The overall 2024 estimate has been pitched just above 180m cartons, which is an increase of 10 per cent on last year.
“This projected volume will be affected by harvesting and market dynamics as the season progresses,” Brooke outlined.
From a corridor perspective, the northern regions of South Africa estimate of 91m cartons is up from a baseline of 82m cartons.
The Eastern Cape estimate of 52.5m cartons is up from 47.5m cartons. The Northern and Western Cape regions estimate of 38m cartons is up from 36m cartons and an increase of 6 per cent for the western corridor.
“It is important to point out that the CGA initiative around integration, collaboration, information and communication is of paramount importance when it comes to logistics and shipping,” he noted.
Given the infrastructure, capacity and equipment demands that the industry faces, coupled with the problem of port container terminal productivity and operational challenges, the industry and logistical service providers will need to strongly support this initiative.
It is aimed at fostering an environment of information sharing that enables the identification of hotspots in the ecosystem. This will introduce contingencies and troubleshooting mechanisms to overcome identified constraints.

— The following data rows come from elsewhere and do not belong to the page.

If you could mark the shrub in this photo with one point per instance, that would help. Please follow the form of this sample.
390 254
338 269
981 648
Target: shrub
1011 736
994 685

Closer collaboration is seen as a necessary mechanism to ensure the logistics and shipping capabilities are enabled to carry the industry forward.
If it is successful, everybody potentially wins – especially the country of South Africa.

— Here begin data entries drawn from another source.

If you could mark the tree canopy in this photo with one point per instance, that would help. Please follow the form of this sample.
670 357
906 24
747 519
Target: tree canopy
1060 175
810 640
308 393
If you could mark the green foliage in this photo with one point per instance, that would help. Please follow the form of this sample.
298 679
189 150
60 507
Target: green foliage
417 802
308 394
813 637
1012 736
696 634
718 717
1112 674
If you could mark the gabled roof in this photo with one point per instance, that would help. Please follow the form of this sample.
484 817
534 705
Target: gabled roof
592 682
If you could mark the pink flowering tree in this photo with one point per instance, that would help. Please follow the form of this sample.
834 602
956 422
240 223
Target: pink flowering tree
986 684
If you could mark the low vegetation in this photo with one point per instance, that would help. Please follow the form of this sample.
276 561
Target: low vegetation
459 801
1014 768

“We are also seeking much more collaboration on two important short-term strategic projects,” Brooke continued.
“Firstly, there is no getting away from the fact that transporting citrus by rail from hinterland and port precincts is fundamentally important. Former Transnet Freight Rail Executive Jan-Louis Spoelstra has been appointed to guide the citrus industry on the changing rail landscape and to navigate the path for progressive implementation of rail-aligned projects.”
The CGA and FPEF (Fresh Produce Exporters’ Association) have also agreed to coordinate a working group aligned to the development of exporting increasing volume of citrus from the Maputo port in Mozambique.
“We have seen a significant uptake of containers of citrus being routed from Maputo to the Middle East and Bangladesh in 2023,” he confirmed. ”In the short term, this can be increased and expanded to more destinations in greater Asia, the Far East and Southeast Asian countries that do not require pre-clearance or cold treatment measures.”
Future expansion of exports from Maputo lies firmly with the development of infrastructure and capacity to enable exports to markets that do require additional measures – particularly China but not limited to that country alone, he added.